I am new to this site and I have been in the Digital Forensics field for a few months. I recently found out that FTK does not hash emails. I have an email set coming from PST files of an exchange server and from a laptop. I have huge amounts of duplicate emails. Any suggestion on how to dedupe the emails? Thanks in advance. Much appreciated.

 
Posted : 17/01/2013 5:36 am
 D4CS
(@d4cs)
Posts: 9
Active Member
Topic starter
 

I have done research and understand why it is forensically unsound to hash email to begin with. My question now is how do you go about dealing with the huge amount of "duplicate" emails on a server. Its my understanding that the same email to multiple people will result in multiple files but how do you deal with duplicates when referring to separate email sets from an email server and a personal computer that goes through that server?

 
Posted : 18/01/2013 8:41 am
(@c-r-s)
Posts: 170
Estimable Member
 

Hi,
The forensically sound way is to do the same tasks and analysis on both sources. It's not too inconvenient, as email analysis allows heavily automated processes.
But never merge artifacts! In my opinion, the idea so prone to errors, that it isn't even suitable for ediscovery. Consider that your server/client sources serve completely different purposes and are under different human interference. Usually, duplicates should be eliminated when matching individual results in common time lines, link charts etc. Before this, the fact that a communication left traces on two or more systems is information by itself.

-Richard

 
Posted : 18/01/2013 8:28 pm
jhup
 jhup
(@jhup)
Posts: 1442
Noble Member
 

Deduplication of e-mail is a touchy subject.

What are you going to deduplicate on?

In my experience deduplication across multiple mailboxes using to, from, subject, date&time, and sometimes unique ID works, but still fraught with many issues.
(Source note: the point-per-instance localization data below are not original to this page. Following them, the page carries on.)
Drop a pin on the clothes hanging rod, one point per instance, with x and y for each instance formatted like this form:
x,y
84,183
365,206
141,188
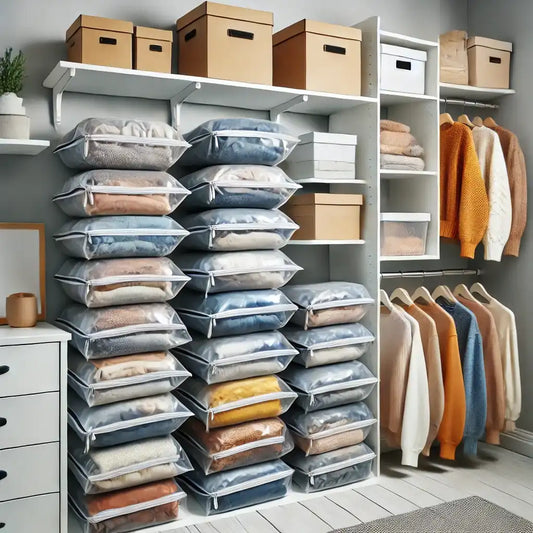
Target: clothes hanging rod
x,y
468,103
431,273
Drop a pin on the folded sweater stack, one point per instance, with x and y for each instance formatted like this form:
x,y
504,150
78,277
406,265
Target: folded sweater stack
x,y
398,147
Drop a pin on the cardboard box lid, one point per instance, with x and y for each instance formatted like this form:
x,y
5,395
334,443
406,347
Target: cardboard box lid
x,y
402,51
321,28
326,199
153,33
99,23
328,138
490,43
230,12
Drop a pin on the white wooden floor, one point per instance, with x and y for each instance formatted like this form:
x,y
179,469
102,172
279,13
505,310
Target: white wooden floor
x,y
497,475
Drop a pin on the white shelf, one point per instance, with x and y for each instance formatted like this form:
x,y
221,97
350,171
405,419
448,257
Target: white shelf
x,y
401,174
22,146
330,181
480,94
177,88
395,97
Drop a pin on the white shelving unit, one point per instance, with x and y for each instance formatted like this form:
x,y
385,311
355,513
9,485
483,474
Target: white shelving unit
x,y
22,146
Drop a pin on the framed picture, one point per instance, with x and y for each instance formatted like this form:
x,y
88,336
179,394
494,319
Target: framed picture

For example, date&time - which one? What if there are automagic timezone adjustments by client software? to - is it the verified source, the SMTP "to" field? What about alias, or "sent in name of"?

Experimented with a percentage of content as part of the deduplication, but a simple version change or automatic conversion from HTML to rich text to text would mess the whole thing up. The process requires normalization of all messages to a single format, then deduplicated, then mark the matching originals.

All deduplication methods should be agreed at the meet & confer - and you better be there, or you will end up with a pile of mess on your hand - like agreement to deduplicate a single mailbox . . .

 
Posted : 18/01/2013 11:57 pm
 D4CS
(@d4cs)
Posts: 9
Active Member
Topic starter
 

Thank you for the replies. Email deduplication seems rather blurred from case to case and an extremely touchy subject. Learned a lot in the process though. Thanks again.

 
Posted : 20/01/2013 10:54 pm
(@armresl)
Posts: 1011
Noble Member
 

I can describe what one CF person did in a matter where it was stated that de-dupe was needed.

They de-duped by message number; I'll elaborate a bit.

Many times messages are listed as Message 01 or Message 001. This person thought that they could just take the first Message 001, and delete all other Message 001's. What difference would it make? There were numerous email addresses, each one having a Message 001. PST's, AOL, Pop 3, it was all there.

Sad day for one side when a CF person is making statements that they've dug their hoof in the ground on, when there are up to 10x more emails than they have missed because of a poorly thought out de-dupe, which spelled the case out in black and white.